How to Build a Gel Polish Menu for Your Salon
A well-structured gel polish menu is one of the most powerful tools in a nail salon's business. It sets expectations, communicates your expertise, makes choosing easy for clients, and creates natural upsell opportunities at every visit. Here's how to build a gel polish menu that works hard for your salon.
Start with Your Core Services
Every salon gel polish menu needs a clear foundation of core services. Keep it simple and easy to understand:
- Gel Manicure — the core service: prep, base coat, 2 coats of colour, top coat. This is your most-booked service and the benchmark around which everything else is built.
- Gel Removal — soak-off removal of existing gel product. This should be a separate line item on your menu, priced fairly but not as a freebie.
- Gel Removal + Reapplication — the most common repeat booking. Bundle removal with a fresh manicure at a slight saving versus booking separately.
- Gel Pedicure — gel polish on the toenails, including prep and cuticle work. Typically the second most requested gel service.
Add Upgrade Options
Upgrades are add-ons that enhance the core service and increase your average ticket. Present them as optional additions rather than separate services:
- Nail art accent — one or two nails with a simple nail art design. Quick to deliver, high perceived value.
- Cat eye / chrome finish — magnetic cat eye or chrome powder effect. A popular upgrade that photographs well and drives social media sharing.
- Glitter accent nail — one nail in a glitter shade, remaining nails in a coordinating crème. Simple, impactful, easy to deliver.
- Extended massage — an extended hand and arm massage with cuticle treatment before gel application. Premium feel, high client satisfaction.
- Nail repair — repairing broken or split nails before gel application. Price per nail.
Consider a Tiered Structure
A tiered menu (Good / Better / Best) makes upselling feel natural and gives clients clear choices:
- Classic Gel Manicure — prep, gel colour, top coat
- Deluxe Gel Manicure — classic plus extended cuticle treatment and hand massage
- Premium Gel Manicure — deluxe plus your choice of nail art or special effect finish
This structure makes the upgrade decision easy for clients and means you don't have to actively sell — the menu does it for you.
Colour Menu Presentation
Your colour menu is as important as your service menu. How you display your Gelish colour range affects client experience and average colour selection quality:
- Nail tip swatches — apply each colour to a white nail tip and display on a card or ring. The most accurate representation of the actual colour.
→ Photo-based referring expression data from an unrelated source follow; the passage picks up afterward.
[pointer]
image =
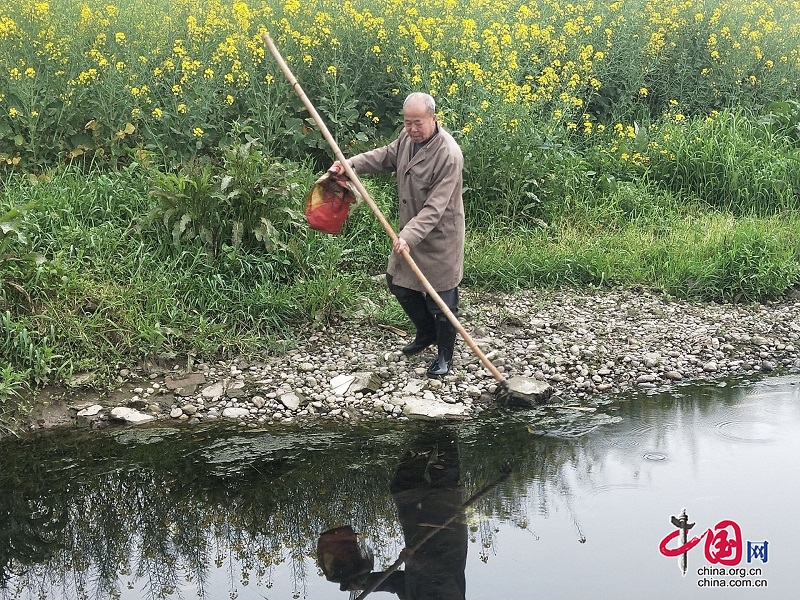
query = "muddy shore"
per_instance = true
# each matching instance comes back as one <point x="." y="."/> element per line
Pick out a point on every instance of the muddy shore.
<point x="583" y="346"/>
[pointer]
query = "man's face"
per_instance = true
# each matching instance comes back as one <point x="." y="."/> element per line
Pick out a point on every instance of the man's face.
<point x="418" y="122"/>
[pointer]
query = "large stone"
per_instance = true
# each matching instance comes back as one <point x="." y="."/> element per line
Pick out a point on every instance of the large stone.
<point x="215" y="390"/>
<point x="365" y="381"/>
<point x="432" y="409"/>
<point x="90" y="411"/>
<point x="291" y="401"/>
<point x="341" y="383"/>
<point x="233" y="412"/>
<point x="130" y="415"/>
<point x="526" y="391"/>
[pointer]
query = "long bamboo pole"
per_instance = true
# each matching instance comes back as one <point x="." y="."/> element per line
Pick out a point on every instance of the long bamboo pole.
<point x="377" y="211"/>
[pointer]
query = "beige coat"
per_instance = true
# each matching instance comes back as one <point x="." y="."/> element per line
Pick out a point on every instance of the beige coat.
<point x="431" y="208"/>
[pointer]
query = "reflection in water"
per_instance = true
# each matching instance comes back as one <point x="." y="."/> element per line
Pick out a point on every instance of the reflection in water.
<point x="429" y="499"/>
<point x="219" y="512"/>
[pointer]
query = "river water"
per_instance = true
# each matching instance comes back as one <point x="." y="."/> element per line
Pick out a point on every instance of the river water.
<point x="560" y="503"/>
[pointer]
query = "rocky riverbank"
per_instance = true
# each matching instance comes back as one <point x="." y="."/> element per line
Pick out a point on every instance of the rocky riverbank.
<point x="583" y="346"/>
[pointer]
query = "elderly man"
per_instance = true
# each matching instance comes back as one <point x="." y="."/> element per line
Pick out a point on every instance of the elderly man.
<point x="428" y="164"/>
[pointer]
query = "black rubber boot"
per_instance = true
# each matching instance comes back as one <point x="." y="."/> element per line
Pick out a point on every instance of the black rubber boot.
<point x="417" y="310"/>
<point x="446" y="340"/>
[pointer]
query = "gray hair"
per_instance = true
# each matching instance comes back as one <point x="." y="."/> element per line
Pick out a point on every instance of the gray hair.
<point x="427" y="100"/>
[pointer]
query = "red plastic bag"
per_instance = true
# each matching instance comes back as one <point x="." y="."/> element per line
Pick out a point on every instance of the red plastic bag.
<point x="329" y="202"/>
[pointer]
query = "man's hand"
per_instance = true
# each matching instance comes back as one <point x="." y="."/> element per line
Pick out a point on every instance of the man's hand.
<point x="400" y="245"/>
<point x="337" y="168"/>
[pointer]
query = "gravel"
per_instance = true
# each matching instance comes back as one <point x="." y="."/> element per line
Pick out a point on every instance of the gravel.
<point x="586" y="345"/>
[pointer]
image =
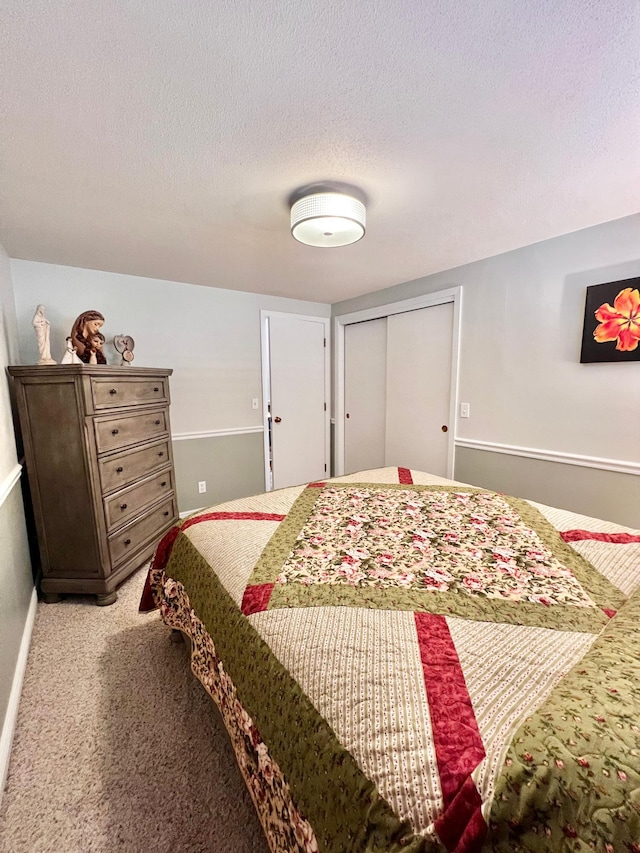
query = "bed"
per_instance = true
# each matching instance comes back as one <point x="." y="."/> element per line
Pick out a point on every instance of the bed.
<point x="405" y="663"/>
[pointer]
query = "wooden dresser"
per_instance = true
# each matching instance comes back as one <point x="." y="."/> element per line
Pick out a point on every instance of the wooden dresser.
<point x="97" y="448"/>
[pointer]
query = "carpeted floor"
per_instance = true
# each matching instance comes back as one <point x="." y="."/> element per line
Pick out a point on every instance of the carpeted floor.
<point x="117" y="746"/>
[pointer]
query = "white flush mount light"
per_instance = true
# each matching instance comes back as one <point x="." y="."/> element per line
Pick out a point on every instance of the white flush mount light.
<point x="328" y="219"/>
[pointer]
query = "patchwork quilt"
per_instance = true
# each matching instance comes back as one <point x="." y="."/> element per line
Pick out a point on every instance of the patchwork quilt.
<point x="405" y="663"/>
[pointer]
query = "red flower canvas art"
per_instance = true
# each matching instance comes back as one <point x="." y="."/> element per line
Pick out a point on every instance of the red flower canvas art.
<point x="612" y="322"/>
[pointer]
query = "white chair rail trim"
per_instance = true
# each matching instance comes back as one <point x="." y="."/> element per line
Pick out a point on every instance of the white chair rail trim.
<point x="215" y="433"/>
<point x="9" y="482"/>
<point x="619" y="465"/>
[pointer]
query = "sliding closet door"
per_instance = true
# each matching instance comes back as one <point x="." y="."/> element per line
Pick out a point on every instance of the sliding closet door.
<point x="418" y="388"/>
<point x="365" y="357"/>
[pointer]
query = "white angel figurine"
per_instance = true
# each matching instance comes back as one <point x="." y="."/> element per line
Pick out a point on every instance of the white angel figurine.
<point x="43" y="330"/>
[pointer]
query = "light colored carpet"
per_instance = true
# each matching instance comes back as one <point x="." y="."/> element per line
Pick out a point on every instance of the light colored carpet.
<point x="117" y="746"/>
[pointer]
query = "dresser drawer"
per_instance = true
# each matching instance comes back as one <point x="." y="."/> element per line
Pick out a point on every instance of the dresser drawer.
<point x="127" y="541"/>
<point x="114" y="393"/>
<point x="123" y="469"/>
<point x="121" y="431"/>
<point x="129" y="502"/>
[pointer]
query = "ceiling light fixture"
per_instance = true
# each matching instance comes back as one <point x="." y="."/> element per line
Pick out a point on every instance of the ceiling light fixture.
<point x="328" y="219"/>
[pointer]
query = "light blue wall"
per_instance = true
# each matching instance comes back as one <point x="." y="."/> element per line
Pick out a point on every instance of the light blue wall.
<point x="522" y="320"/>
<point x="210" y="337"/>
<point x="16" y="580"/>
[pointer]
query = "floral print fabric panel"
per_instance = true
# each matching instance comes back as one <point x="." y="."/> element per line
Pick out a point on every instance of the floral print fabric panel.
<point x="468" y="542"/>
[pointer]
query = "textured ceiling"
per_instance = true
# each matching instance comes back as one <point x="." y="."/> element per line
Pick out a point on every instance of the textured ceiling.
<point x="163" y="138"/>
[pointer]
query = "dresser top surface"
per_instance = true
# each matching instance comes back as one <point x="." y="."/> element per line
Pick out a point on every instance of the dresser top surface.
<point x="99" y="370"/>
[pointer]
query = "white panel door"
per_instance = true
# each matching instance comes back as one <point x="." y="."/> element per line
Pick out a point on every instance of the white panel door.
<point x="365" y="368"/>
<point x="297" y="386"/>
<point x="419" y="346"/>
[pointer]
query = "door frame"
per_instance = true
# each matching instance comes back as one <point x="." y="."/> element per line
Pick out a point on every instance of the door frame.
<point x="265" y="314"/>
<point x="428" y="300"/>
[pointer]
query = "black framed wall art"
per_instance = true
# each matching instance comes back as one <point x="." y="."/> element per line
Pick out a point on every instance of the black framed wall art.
<point x="611" y="330"/>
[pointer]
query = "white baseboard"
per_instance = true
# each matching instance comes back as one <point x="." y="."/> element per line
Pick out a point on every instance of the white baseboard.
<point x="11" y="717"/>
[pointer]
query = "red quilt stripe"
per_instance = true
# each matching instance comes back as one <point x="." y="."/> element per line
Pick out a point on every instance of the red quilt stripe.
<point x="457" y="740"/>
<point x="462" y="828"/>
<point x="233" y="516"/>
<point x="618" y="538"/>
<point x="256" y="598"/>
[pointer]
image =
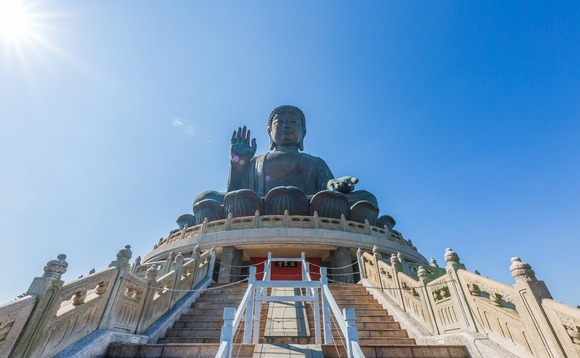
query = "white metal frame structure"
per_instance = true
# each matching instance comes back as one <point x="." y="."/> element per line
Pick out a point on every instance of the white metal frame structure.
<point x="257" y="293"/>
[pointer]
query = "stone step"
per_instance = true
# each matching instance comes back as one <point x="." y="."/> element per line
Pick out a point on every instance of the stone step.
<point x="366" y="333"/>
<point x="214" y="305"/>
<point x="399" y="351"/>
<point x="204" y="350"/>
<point x="386" y="341"/>
<point x="193" y="332"/>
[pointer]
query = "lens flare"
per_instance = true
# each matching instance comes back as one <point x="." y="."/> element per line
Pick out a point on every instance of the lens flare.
<point x="16" y="20"/>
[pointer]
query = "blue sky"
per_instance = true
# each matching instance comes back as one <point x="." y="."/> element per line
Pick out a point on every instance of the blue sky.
<point x="461" y="117"/>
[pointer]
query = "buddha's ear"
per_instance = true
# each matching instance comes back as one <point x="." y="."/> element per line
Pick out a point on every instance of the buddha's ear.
<point x="301" y="142"/>
<point x="272" y="144"/>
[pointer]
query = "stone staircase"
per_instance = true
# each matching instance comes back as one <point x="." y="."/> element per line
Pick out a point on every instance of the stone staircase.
<point x="379" y="334"/>
<point x="197" y="333"/>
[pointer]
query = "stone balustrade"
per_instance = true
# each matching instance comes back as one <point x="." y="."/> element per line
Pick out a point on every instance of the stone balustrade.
<point x="283" y="221"/>
<point x="53" y="315"/>
<point x="523" y="319"/>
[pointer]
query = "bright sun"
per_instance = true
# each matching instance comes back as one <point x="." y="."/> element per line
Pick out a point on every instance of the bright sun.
<point x="16" y="21"/>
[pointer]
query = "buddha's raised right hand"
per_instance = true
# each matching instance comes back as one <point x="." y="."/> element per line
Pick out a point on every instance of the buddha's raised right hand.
<point x="241" y="149"/>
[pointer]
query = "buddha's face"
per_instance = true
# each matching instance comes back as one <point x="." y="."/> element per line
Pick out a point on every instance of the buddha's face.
<point x="286" y="129"/>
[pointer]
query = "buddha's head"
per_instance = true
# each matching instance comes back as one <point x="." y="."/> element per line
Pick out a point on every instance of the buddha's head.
<point x="287" y="127"/>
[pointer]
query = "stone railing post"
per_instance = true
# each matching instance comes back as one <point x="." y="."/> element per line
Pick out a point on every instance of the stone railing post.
<point x="196" y="256"/>
<point x="45" y="288"/>
<point x="178" y="264"/>
<point x="122" y="265"/>
<point x="376" y="258"/>
<point x="227" y="332"/>
<point x="424" y="280"/>
<point x="136" y="265"/>
<point x="457" y="295"/>
<point x="543" y="340"/>
<point x="168" y="263"/>
<point x="397" y="267"/>
<point x="361" y="268"/>
<point x="211" y="264"/>
<point x="151" y="278"/>
<point x="352" y="333"/>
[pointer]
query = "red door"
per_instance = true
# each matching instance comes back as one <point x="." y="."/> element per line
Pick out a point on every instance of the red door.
<point x="287" y="270"/>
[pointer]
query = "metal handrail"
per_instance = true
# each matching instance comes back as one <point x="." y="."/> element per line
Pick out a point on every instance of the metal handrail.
<point x="257" y="293"/>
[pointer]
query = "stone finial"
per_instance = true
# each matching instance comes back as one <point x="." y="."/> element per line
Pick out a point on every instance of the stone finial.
<point x="522" y="271"/>
<point x="422" y="273"/>
<point x="125" y="254"/>
<point x="55" y="268"/>
<point x="451" y="256"/>
<point x="196" y="252"/>
<point x="376" y="253"/>
<point x="151" y="274"/>
<point x="179" y="259"/>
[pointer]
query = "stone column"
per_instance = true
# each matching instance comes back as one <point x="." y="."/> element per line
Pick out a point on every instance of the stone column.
<point x="460" y="301"/>
<point x="341" y="265"/>
<point x="543" y="340"/>
<point x="231" y="257"/>
<point x="45" y="288"/>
- Organise by family — group colours by family (nudes, pinks, reds, purples, darks, brights) not alphabetically. Much easier for clients to browse.
- Highlight seasonal collections — display the latest Gelish seasonal collection separately as "new in" to drive interest in the newest shades.
- Limit the core display — having 30–40 beautifully displayed, current shades is more effective than 100 poorly displayed options that overwhelm clients.
Seasonal Menu Updates
Update your colour display and menu with each new Gelish seasonal collection. This gives clients a reason to look forward to their next appointment and positions your salon as current and fashion-forward. Highlight new arrivals in your booking confirmations and on social media to build anticipation.
Shop the latest Gelish collections at Nail Outlet to keep your colour menu current — same-day UK dispatch, free shipping over £50 + VAT.
Frequently Asked Questions
How many gel polish shades should I offer on my salon menu?
30–50 well-chosen shades across all colour families is ideal. More than this can overwhelm clients and make colour selection frustrating. Curate rather than collect.
Should I offer gel toe colour for free with a pedicure?
No — gel pedicure is a distinct service that requires its own preparation, products and time. Always price it separately from a regular pedicure.
How often should I update my gel polish menu?
Review service pricing annually. Update your colour range with each seasonal Gelish release (typically 4 times per year). Remove discontinued or very slow-moving shades periodically to keep the display current.
How should I present my gel polish upgrade options to clients?
Present upgrades at the colour selection stage, not at check-in. When a client is choosing their colour, that's the natural moment to mention — "would you like a glitter accent nail to go with that, or we could do a cat eye effect?"